L’humanité confrontée à l’anthropocène

Jérôme Gleizes  • 30 juin 2011 abonné·es

L’être humain est devenu acteur géologique. Le 34e congrès géologique international de Brisbane va, en août 2012, décider si l’anthropocène succédera à l’holocène comme nouvelle époque géologique. Cette période chaude, vieille de dix mille ans, a remplacé le pléistocène, dont la fin s’est confondue avec celle du paléolithique. Elle a permis l’émergence des grandes civilisations. Après s’être adapté au climat, l’être humain est devenu un acteur majeur de son évolution. Au début de l’holocène, la température s’est élevée. Les précipitations ont augmenté en zone tropicale, entraînant une diminution des zones désertiques. Les zones habitables se sont décalées vers le Nord. Il y a huit mille ans, le Sahara était couvert de végétation. Une population de chasseurs-cueilleurs est partie à la conquête du monde, poussée surtout par le retour ultérieur du désert. Durant cette période, la faune et la flore ont peu évolué, seule la répartition des espèces a été fortement modifiée, avec une remontée vers le Nord en raison de la fonte des glaciers. Mais James Watt, en inventant la machine à vapeur en 1784, a peut-être radicalement modifié non seulement le devenir de l’humanité mais aussi celui de la planète.

Énergie et révolution industrielle sont intrinsèquement liées. Si la révolution industrielle est souvent considérée comme le passage historique d’une société agricole à une société industrielle, c’est surtout une meilleure maîtrise de l’énergie pour augmenter la productivité du travail. Par ses qualités chimiques, le pétrole a joué un rôle important dans l’augmentation de celle-ci. Il est devenu l’unité de mesure de référence avec la tonne équivalent pétrole. Mais la combustion du pétrole et de toutes les énergies carbonées amplifie l’effet de serre, accélérant l’émission de CO2. Le dernier rapport de l’Agence internationale de l’énergie indique que nous nous acheminons vers un réchauffement de plus de 4 °C. Nous entrons dans une zone d’incertitude radicale, due à l’irréversibilité des processus thermodynamiques. Les conséquences de cette situation sont inconnues, et pourtant nous continuons dans une fuite en avant. L’énergie nucléaire n’est pas exempte d’impact géologique. L’espérance de vie de certains déchets nucléaires est largement supérieure à celle des civilisations. Les accidents nucléaires de Tchernobyl et de Fukushima vont laisser leur empreinte pour plusieurs générations. L’économiste ne peut rester indifférent à cette réalité. Le capital ne peut pas se réduire à du travail mort, d’où la nécessité d’un double calcul du PIB, en unités monétaires, d’une part, et en tonnes d’équivalent pétrole, d’autre part. Au-delà de la question des limites géologiques de notre modèle économique, se pose aussi la question de la modification des écosystèmes et notamment, peut-être, la responsabilité humaine de l’actuelle sixième extinction massive des espèces.

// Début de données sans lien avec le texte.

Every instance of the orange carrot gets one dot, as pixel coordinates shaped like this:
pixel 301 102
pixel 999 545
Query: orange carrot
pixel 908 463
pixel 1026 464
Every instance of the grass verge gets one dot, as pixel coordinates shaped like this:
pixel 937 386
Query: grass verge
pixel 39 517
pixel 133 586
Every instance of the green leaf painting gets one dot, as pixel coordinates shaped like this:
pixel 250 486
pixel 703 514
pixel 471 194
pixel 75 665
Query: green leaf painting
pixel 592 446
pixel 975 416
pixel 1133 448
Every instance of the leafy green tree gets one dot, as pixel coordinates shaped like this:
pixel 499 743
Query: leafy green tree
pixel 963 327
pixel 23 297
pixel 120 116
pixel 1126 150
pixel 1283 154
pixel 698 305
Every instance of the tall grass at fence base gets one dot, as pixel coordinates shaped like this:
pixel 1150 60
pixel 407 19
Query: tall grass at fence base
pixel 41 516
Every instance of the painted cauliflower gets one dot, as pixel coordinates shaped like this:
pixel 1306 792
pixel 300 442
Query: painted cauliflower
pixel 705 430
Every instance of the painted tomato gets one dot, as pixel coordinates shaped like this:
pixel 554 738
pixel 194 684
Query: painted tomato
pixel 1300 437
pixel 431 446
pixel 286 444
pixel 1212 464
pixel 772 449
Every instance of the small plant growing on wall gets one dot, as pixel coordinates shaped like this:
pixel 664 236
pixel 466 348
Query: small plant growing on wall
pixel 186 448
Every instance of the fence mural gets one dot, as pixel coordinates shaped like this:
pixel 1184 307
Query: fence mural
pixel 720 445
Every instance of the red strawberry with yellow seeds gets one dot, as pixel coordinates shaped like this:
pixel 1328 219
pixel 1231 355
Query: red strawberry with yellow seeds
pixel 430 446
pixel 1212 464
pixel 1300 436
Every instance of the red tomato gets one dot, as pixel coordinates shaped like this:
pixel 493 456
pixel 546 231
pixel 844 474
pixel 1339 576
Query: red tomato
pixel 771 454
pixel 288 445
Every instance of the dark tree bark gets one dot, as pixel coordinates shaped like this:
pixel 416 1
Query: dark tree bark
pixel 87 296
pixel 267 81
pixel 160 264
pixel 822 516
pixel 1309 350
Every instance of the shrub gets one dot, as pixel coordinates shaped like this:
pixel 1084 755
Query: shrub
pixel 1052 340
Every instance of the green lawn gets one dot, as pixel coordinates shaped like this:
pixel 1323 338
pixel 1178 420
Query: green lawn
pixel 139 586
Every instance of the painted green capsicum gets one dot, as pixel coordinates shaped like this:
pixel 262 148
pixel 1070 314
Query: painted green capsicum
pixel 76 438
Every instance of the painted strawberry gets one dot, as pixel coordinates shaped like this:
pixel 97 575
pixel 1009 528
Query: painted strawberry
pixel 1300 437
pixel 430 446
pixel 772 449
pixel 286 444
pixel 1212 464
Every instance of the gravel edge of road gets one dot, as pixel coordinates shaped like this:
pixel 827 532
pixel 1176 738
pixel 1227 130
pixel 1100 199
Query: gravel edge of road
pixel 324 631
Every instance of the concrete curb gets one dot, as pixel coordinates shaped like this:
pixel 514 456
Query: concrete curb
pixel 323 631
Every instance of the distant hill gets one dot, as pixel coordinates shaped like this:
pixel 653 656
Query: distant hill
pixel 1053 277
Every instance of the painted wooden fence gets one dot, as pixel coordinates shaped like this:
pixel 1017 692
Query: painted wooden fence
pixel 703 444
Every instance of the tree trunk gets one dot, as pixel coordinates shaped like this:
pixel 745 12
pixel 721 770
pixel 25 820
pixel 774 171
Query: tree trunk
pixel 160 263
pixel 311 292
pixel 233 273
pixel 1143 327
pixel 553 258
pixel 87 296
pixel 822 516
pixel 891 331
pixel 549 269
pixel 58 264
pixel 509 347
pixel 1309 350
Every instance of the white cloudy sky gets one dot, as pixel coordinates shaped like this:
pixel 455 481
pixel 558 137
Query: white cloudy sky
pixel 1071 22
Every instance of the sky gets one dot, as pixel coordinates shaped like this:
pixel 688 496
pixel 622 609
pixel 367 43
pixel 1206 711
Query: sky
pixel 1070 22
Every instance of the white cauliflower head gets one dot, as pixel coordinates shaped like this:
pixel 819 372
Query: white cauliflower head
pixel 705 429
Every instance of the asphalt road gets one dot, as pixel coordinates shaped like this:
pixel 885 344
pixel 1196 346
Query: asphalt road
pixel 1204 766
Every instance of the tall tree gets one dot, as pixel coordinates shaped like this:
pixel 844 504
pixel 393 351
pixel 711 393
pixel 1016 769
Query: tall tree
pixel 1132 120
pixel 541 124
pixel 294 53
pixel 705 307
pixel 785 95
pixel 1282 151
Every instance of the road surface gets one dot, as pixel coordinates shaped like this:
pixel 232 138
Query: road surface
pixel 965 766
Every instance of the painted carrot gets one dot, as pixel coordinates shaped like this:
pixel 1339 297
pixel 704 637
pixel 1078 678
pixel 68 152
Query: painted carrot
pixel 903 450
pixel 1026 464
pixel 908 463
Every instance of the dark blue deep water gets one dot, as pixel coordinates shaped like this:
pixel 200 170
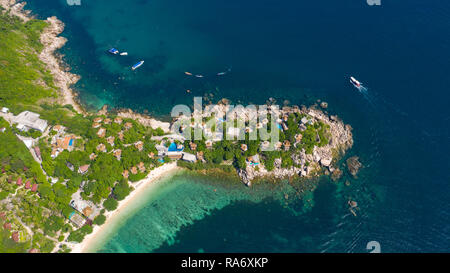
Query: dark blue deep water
pixel 292 50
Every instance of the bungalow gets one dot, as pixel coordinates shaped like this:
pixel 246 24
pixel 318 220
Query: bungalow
pixel 118 120
pixel 28 120
pixel 110 140
pixel 287 145
pixel 278 145
pixel 189 157
pixel 233 132
pixel 92 156
pixel 128 125
pixel 265 145
pixel 244 147
pixel 101 132
pixel 15 236
pixel 118 154
pixel 253 160
pixel 139 145
pixel 54 153
pixel 175 155
pixel 208 144
pixel 83 169
pixel 70 166
pixel 77 219
pixel 141 167
pixel 193 146
pixel 37 151
pixel 101 148
pixel 57 128
pixel 200 156
pixel 96 125
pixel 120 135
pixel 7 226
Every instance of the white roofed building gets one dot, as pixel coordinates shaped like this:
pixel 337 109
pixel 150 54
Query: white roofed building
pixel 28 120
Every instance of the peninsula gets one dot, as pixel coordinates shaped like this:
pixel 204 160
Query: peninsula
pixel 65 171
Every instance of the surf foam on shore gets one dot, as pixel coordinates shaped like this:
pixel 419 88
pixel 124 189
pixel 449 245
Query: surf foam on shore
pixel 125 207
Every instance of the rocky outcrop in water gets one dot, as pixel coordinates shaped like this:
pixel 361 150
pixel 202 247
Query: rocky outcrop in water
pixel 354 165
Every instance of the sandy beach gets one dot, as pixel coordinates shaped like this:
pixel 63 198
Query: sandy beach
pixel 111 216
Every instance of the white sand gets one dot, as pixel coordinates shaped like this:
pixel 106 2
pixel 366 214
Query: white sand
pixel 112 216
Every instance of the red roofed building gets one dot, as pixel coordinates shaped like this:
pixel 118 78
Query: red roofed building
pixel 7 226
pixel 15 236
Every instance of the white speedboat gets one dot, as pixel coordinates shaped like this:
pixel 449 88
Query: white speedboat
pixel 355 82
pixel 136 66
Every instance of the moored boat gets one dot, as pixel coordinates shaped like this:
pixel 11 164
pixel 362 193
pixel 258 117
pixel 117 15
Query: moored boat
pixel 113 51
pixel 355 82
pixel 136 66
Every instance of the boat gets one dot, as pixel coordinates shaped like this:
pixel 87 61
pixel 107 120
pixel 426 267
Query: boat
pixel 356 83
pixel 113 51
pixel 136 66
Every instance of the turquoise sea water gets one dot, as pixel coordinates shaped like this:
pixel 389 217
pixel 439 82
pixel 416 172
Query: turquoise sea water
pixel 299 51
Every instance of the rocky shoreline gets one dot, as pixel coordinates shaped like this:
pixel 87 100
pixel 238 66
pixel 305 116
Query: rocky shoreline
pixel 51 41
pixel 322 157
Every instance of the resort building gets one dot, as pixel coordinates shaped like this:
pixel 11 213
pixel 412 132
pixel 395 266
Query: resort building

Fuite en avant ou transformation radicale de notre civilisation ? Le prix Nobel de Chimie 1995, Paul Josef Crutzen, inventeur du terme d’anthropocène, est aussi l’un des principaux défenseurs de la géo-ingénierie, c’est-à-dire de la modification humaine des climats. L’artificialisation du monde serait sans limites ! Plus de principe de précaution, le progrès sans limites. Cette artificialisation serait une solution aux limites de l’accumulation physique du capital, et de l’exploitation des êtres humains [^2]. Face à cette utopie dangereuse, il convient d’inventer une nouvelle société. Une dématérialisation de nos économies est aujourd’hui indispensable.

Dématérialisation n’est pas immatérialisation, car nous devons réduire de manière absolue notre consommation de ressources non renouvelables pour éviter tout effet rebond, assurer un découplage entre la production de richesse et la quantité de matière utilisée. Une relocalisation de nos productions est nécessaire. Cela passe par une territorialisation de nos économies. « Small is beautiful » , comme le défend l’économiste allemand Ernst Friedrich Schumacher dans son ouvrage majeur de 1973. Au lieu de la vision centralisatrice du nucléaire, il faut privilégier et mettre en place une production décentralisée énergétique. À l’acquisition des biens, il faut opposer un usage partagé de ceux-ci. Il faut remplacer une agriculture industrielle par une autre, soucieuse des cycles chimiques des sols…

[^2]: Lire le Meilleur des mondes, d’Aldous Huxley

Chaque semaine, nous donnons la parole à des économistes hétérodoxes dont nous partageons les constats… et les combats. Parce que, croyez-le ou non, d’autres politiques économiques sont possibles.